这样的高官重臣,平日里她是绝对见不到的, 董慈想都没想, 就答应了下来。
赵政又看了她一眼, 蹙眉道,“先去把袜子穿上, 衣服也穿好了。”
这时候在房间里基本是只着袜子的, 有些严肃的场合,君臣见面连袜子都不能穿, 董慈很不习惯这样, 容易着凉不说, 走路还不稳当。
赵小政一发话,兴平立马就捧着袜子过来,董慈接过来穿好,顺便把鞋子也穿好了。
董慈不习惯这么早睡,就乐颠颠的跟着赵政到了书房, 兴平给他们送了茶, 就轻轻关门出去了。
她的那些竹简还摆在矮几上, 董慈觉得心脏有点抽抽的疼, 就看也懒得多看一眼, 去旁边的架子上,把她还没背完的《乐经》抽了出来,她打算让自己完全沉浸进知识的海洋里,传承古籍的事,还是等她缓缓神,过后再说罢。
身边有点窸窸窣窣的动静,似乎也不怎么讨厌。
赵政见董慈自己拿了卷文书坐下来,便未再管她,开始处理秦鸣送来的信报。
驿传点现在有了点规模,暗地里也开始做买卖消息的生意,蜀地的农耕今年也的确有了起色,低价买进的大片土地也收成颇丰,想来用不了多久,有关蜀地丰收的奏报,很快就能传进咸阳城里了。
赵政处理完手上的事,搁下笔朝正看得十分艰难的董慈唤道,“过来。”
《乐经》是六经之一,先秦以后就失传了,是一本很重要的音乐典籍,董慈在音乐这方面可真是一点兴趣也没有,了解的基础知识也少,因此不管是理解还是背诵,做起来就格外费劲。

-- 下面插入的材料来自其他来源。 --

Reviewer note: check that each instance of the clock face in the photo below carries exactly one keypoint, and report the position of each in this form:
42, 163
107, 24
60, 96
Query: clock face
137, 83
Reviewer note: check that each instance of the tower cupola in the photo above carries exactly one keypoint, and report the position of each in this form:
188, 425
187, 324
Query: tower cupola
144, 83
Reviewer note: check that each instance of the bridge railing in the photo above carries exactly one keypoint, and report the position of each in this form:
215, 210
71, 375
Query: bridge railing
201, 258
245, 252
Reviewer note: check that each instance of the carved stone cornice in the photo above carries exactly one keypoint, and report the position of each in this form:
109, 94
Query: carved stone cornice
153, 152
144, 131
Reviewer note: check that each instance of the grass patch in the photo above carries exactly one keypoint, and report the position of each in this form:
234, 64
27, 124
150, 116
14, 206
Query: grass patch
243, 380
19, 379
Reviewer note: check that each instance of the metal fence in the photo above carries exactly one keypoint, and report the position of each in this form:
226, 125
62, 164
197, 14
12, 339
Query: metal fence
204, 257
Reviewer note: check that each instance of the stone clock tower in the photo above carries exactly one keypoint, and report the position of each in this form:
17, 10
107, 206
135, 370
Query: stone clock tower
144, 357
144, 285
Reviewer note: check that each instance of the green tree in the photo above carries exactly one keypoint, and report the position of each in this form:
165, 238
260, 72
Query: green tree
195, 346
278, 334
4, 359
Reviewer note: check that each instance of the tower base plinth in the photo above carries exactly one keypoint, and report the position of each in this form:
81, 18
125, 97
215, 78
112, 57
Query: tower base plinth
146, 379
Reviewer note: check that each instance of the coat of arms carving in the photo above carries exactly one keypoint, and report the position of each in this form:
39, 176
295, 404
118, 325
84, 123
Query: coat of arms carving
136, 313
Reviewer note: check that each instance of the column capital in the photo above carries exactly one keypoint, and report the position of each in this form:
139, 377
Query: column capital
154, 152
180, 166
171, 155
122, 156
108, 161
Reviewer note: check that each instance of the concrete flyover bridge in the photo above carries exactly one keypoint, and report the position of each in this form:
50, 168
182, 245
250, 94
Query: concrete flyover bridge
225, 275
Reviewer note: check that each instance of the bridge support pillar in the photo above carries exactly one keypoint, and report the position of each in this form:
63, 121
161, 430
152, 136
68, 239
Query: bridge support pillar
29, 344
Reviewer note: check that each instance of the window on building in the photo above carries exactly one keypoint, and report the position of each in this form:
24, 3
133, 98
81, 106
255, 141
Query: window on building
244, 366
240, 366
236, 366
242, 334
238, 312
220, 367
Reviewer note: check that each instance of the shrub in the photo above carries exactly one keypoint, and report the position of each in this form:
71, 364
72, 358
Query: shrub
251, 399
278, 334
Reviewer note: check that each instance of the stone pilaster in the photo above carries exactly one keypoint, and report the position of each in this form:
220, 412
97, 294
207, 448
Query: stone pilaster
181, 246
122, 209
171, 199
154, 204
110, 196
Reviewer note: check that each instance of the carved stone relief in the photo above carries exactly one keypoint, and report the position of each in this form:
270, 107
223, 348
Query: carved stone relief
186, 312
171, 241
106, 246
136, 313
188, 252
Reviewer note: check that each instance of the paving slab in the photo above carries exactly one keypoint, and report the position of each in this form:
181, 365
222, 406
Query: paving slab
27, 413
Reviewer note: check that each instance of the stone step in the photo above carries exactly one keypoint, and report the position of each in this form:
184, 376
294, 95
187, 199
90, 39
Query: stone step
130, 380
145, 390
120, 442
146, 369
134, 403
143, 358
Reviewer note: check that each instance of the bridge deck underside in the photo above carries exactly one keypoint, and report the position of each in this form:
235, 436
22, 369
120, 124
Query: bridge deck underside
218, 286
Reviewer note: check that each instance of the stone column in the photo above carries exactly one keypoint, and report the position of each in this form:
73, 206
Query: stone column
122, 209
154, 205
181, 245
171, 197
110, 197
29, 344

所以她根本就没有沉浸进知识的海洋,赵政一叫她,她就听见了。
董慈也实在看不下去,就绕过案几,坐到了赵政身边。
赵政将木盒子里的竹简拿出来,摊到董慈面前,指点道,“勾过的这些都有问题,笔误、语误,错误都有,你若是想当宝贝藏起来,还是好好对一对再说。”
“不可能!”董慈心里一突,忙把竹简拿过来,仔细核对了,和她背得的一模一样。
只是等她看了赵政做的注解,又觉得换成赵政的修改后更为通顺有理,顿时连冷汗都下来了,连翻了几册都是这样,还有两个是年份记载有误……

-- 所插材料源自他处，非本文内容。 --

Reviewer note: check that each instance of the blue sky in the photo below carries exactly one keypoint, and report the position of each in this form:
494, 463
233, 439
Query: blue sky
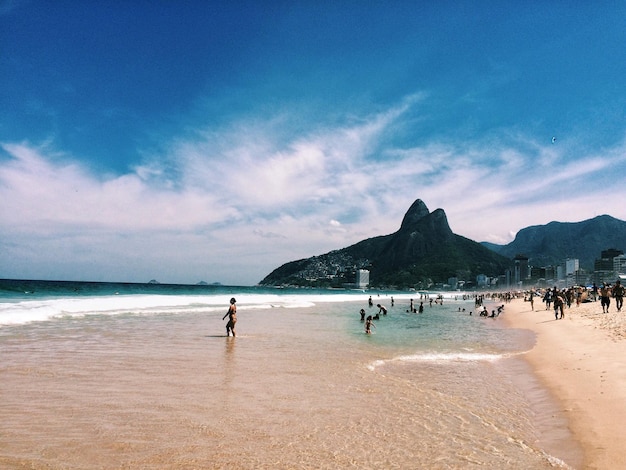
215, 141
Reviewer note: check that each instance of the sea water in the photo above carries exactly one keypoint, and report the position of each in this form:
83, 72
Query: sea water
143, 376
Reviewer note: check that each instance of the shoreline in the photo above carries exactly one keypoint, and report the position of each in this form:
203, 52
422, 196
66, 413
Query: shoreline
581, 361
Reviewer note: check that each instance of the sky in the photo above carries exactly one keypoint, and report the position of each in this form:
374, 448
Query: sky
214, 141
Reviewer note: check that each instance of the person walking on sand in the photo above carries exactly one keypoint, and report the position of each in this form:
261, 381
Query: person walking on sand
605, 297
558, 305
618, 293
232, 317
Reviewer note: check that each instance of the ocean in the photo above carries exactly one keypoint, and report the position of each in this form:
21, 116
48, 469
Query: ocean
112, 376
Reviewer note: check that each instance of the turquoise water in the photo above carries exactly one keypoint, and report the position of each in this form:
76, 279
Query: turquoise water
144, 377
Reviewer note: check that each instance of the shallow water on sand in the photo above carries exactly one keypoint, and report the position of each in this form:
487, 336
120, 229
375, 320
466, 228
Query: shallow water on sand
297, 388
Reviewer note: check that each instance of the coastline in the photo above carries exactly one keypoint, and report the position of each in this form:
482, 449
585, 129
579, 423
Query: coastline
581, 361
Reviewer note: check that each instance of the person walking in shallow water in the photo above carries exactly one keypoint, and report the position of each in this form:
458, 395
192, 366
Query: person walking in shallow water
232, 317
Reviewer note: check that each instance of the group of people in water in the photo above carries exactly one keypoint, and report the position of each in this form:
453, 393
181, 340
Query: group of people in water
382, 310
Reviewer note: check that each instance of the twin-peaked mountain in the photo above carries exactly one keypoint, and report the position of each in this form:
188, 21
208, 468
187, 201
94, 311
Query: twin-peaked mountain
424, 250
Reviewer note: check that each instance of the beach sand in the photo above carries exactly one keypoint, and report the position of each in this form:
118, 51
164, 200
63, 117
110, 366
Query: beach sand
581, 359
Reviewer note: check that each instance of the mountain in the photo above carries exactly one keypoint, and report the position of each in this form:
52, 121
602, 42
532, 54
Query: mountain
551, 244
424, 250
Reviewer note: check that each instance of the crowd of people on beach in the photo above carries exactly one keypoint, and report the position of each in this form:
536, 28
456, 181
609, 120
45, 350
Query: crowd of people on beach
558, 299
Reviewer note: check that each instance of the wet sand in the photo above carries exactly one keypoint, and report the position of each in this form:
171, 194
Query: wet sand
582, 360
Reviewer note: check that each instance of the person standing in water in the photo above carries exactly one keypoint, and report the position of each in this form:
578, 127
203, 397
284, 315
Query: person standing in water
232, 317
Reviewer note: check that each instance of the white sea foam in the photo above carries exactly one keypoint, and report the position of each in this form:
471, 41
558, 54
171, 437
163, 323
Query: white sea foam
46, 309
440, 357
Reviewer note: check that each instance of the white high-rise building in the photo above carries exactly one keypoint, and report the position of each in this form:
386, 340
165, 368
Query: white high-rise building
619, 264
362, 278
571, 266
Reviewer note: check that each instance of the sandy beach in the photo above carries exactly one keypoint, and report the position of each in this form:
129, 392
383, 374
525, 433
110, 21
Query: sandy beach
581, 360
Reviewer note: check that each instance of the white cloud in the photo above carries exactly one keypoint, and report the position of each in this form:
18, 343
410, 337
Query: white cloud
232, 206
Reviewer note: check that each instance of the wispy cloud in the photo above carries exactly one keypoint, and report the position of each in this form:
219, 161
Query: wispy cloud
247, 199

一卷虽是只有三五处,但对后世考古的人来说,一丁点信息的错误,都会把结论推向另外的方向。
赵政看着小奴隶突然就寡白凝重的脸色,想了想开口问,“你埋这些是为了做什么?”
董慈简直不知道该怎么说自己了,好心办坏事说的就是她了。
可她在埋之前确实考究了无数遍,有时候怕抄录的范本不准确,还特意跑到临县去,百分之百确认过核对上了,她才会定下来,否则要是闭着眼睛埋,她本子上记录的就不是现在这个数了。

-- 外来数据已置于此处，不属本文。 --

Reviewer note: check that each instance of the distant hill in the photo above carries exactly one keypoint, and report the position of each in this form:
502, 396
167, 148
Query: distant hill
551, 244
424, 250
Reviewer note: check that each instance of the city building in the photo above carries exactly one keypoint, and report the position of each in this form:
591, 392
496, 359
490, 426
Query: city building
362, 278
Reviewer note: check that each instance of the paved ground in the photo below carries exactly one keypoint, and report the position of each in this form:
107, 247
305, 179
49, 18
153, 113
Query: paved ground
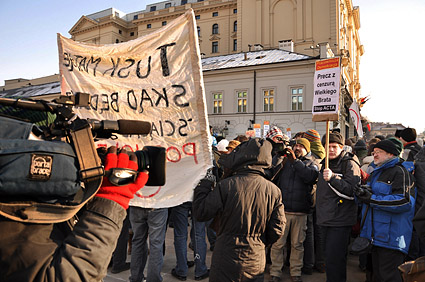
354, 273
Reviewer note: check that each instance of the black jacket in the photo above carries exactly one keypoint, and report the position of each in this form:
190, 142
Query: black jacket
250, 210
61, 252
335, 205
296, 181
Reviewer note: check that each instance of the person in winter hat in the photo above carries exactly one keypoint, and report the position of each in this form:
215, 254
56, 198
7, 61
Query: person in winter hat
317, 149
388, 209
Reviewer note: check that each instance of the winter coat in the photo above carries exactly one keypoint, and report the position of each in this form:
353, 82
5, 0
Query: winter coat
392, 207
62, 251
296, 183
250, 212
335, 205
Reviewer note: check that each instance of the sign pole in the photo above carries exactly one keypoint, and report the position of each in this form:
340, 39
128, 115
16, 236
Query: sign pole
327, 145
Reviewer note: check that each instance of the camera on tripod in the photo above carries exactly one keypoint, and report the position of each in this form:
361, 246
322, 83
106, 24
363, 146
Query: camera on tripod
76, 138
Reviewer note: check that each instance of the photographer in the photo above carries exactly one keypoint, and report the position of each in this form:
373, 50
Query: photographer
76, 250
388, 206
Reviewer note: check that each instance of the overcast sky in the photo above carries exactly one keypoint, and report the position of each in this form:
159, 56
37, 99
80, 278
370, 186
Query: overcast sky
391, 71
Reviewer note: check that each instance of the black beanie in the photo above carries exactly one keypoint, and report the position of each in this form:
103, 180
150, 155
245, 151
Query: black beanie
388, 147
408, 134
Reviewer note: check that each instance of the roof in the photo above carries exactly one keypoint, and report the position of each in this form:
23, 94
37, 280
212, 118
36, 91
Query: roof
33, 90
253, 58
208, 64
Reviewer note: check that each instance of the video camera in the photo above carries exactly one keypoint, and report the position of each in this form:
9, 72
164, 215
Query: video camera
65, 125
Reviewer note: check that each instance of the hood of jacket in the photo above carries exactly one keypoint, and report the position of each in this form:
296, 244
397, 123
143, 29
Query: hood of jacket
254, 155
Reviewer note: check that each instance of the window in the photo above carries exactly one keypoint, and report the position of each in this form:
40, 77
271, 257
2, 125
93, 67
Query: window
242, 97
215, 29
297, 98
214, 47
268, 98
217, 103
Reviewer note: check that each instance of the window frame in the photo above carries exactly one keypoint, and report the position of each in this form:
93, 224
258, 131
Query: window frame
273, 96
217, 108
241, 108
215, 29
214, 47
298, 96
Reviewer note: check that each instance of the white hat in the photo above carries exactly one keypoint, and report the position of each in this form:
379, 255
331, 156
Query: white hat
222, 145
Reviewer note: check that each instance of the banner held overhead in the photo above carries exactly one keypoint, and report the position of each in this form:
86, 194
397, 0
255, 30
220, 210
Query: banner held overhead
155, 78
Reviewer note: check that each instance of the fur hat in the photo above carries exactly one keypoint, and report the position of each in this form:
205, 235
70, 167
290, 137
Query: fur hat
335, 137
312, 135
233, 144
304, 142
408, 134
388, 147
360, 145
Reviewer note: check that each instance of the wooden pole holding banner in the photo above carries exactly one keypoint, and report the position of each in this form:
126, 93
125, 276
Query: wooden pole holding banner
326, 100
327, 145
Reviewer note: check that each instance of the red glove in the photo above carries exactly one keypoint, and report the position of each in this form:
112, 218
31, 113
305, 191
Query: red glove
121, 194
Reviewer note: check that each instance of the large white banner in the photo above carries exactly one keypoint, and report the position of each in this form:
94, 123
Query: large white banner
355, 116
155, 78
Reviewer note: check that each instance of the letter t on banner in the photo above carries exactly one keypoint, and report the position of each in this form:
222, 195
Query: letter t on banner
355, 116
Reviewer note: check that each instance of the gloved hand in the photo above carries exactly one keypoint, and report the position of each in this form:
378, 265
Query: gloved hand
363, 193
121, 194
290, 154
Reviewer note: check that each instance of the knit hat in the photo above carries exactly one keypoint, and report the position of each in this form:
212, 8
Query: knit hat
408, 134
312, 135
233, 144
222, 145
304, 142
388, 147
335, 137
274, 131
397, 143
360, 145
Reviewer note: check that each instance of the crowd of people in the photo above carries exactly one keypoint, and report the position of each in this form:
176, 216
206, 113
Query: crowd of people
271, 200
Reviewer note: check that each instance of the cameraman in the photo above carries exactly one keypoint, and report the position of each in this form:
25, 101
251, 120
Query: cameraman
76, 250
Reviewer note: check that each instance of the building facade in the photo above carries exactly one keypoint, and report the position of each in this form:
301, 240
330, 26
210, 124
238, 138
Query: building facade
228, 27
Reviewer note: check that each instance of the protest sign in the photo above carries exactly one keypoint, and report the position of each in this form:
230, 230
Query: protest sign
155, 78
326, 90
355, 116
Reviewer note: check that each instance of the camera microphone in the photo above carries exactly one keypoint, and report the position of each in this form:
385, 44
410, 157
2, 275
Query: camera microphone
121, 126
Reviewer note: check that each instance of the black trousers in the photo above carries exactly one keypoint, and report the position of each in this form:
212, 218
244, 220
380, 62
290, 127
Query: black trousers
336, 250
385, 264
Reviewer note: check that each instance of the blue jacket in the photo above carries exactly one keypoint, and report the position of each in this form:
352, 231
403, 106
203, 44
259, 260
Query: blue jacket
392, 207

可赵政说的也有道理,这些民间流传的文献,抄录来抄录去,都不知道哪个是真是假了。
那怎么办?照这样说她根本不知道哪些文简才是准确的。
董慈合上手里的竹简,喃喃回道,“我埋这个是要传给后人看的……所以不能出差错。”
赵政不明白,迟疑问,“传给你的后人?”如果真是这样,那可是想得太远了。
远得赵政觉得他该给自己的小奴隶请一个看疯魔症的太医了。
董慈并没有注意到赵政看她如同看神经病一般的眼神,听他这么说,就反驳道,“当然不是,是要留给后世的千千万万人看的!”
赵政:“…………”这听起来更糟糕,尧舜禹只怕都没替老天爷操过这份闲心。
赵政本来是想说两句的,又想想小奴隶忧国忧民也不止这一回,见这小奴隶竟是着急上火失魂落魄得两眼发红,莫名又觉得有些古怪有些可笑又有些可怜,事实上他也这么做了,手一伸就把人抱来了腿上。
赵政把人圈进怀里,手点在竹简上,笑道,“民间的文简都是人传人,一个个抄录的,本就不怎么准,你抄了错的,自然也是错的了。”
赵政顿了顿,又接着道,“你能做到现在这种程度,已经很不错了。”
温热的鼻息喷在耳侧,沉稳的心跳就贴在她的后背,董慈一时间也顾不得文简的事,呆了一下就冲老天爷翻了个白眼,心说她以前向老天爷许愿要投成陛下身边的藏獒犬,这愿望现在是实现了。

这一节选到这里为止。